扉が閉ざされると、早速アリアドネはベッドで眠っているエルウィンの様子を見に行った。

ベッドに横たえられたエルウィンが風邪を引かないようにダウンケットを掛けて様子を見る。
エルウィンはアルコールのせいで首まで真っ赤に染め、眉をしかめながら呻いている。

「う……うぅ……」

「エルウィン様……申し訳ございません。まさかお酒に酔っていらっしゃるなど思いもしていなかったので」

 アリアドネは意識のないエルウィンに謝罪すると、テーブルの上に散らかっている瓶とグラスを片付けた。
 ふとエルウィンが夜会で着ていた騎士の正装衣が無造作に椅子に掛けられていることに気づく。

「そうね。ついでにお部屋も片付けましょう」

 働くことが好きなアリアドネは22時を過ぎているにも関わらず、部屋の片付けを始めた――



「う……」

 片付けをしていると、ベッドで横たわっているエルウィンから苦しげな呻き声が聞こえてきた。

「エルウィン様?」
 
 慌ててアリアドネがベッドに駆け寄ると、エルウィンが何事か小声で呟いている。

「……ず……み……」

「え?」

小声で聞こえなかったアリアドネはエルウィンの口元に自分の耳を近づけた。

「み、水……」

 エルウィンは水を欲していたのだった。

「お水が欲しいのですね? 分かりました。すぐにお持ちしますね」

 返事をするとアリアドネはすぐに部屋に置かれた水差しからグラスに水を注ぎ入れるとエルウィンに持っていった。

「エルウィン様、お水をお持ちしました」

「……」

 しかし、エルウィンは眠っているのか反応がない。

「み……み、水……」

それでも水を欲しがって唸っている。

「エルウィン様………」

(どうしましょう。こんなに水を欲しがっているのに、どうやって水を飲ませて上げればいいのかしら……)
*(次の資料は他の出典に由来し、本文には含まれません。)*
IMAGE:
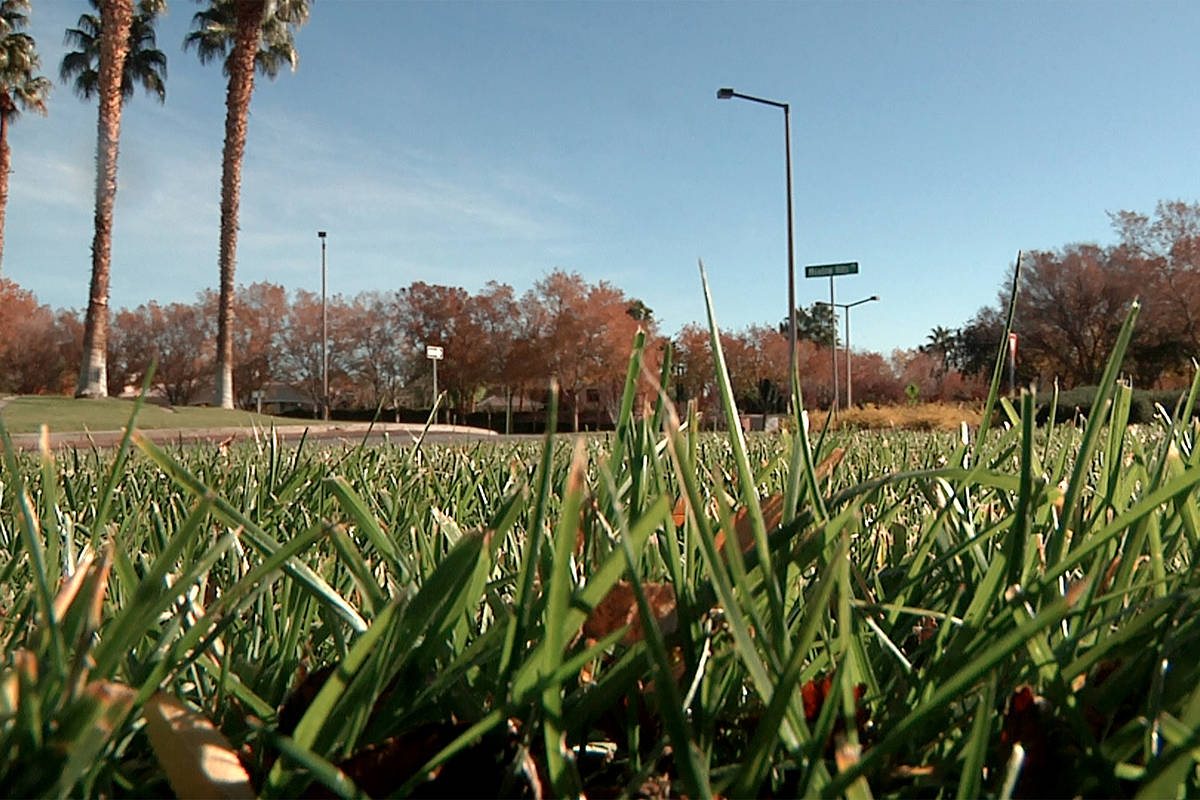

あいにくこの部屋には水飲みが見当たらない。ベッドに横たわっている相手にコップで水を飲ませることなど不可能だった。

「困ったわ……」

水の入ったグラスを持って部屋の中を見渡したとき、グラスの水が跳ねてエルウィンの顔に水滴が垂れてしまった。

「あ! 申し訳ございません!」

慌ててハンカチでエルウィンの顔の水滴を拭おうとした時……。

突然ガシッとコップを持っている右手首を握りしめられた。

「え!?」

慌ててエルウィンを見下ろすと、虚ろな瞳でアリアドネを見つめている。
そして右手首を掴んだままムクリとエルウィンは起き上がった。

「あ、あの……エルウィン様……?」


恐る恐る声をかけると、エルウィンは無言でアリアドネの手首を放し……コップを掴んだ。

「お水ですね? どうぞ」

すると無言でコップの水を一気にゴクゴクと飲み干し、空になったグラスをアリアドネに差し出した。

「あ、はい。お水飲んだのですね?」

返事をしながら殻になったグラスを受け取ると、再びエルウィンはベッドに倒れ込み……じっとアリアドネを見つめた。

(な、何かしら……?)

一言も口を聞かずに黙って見つめられるものだから、アリアドネは気恥ずかしくて仕方がない。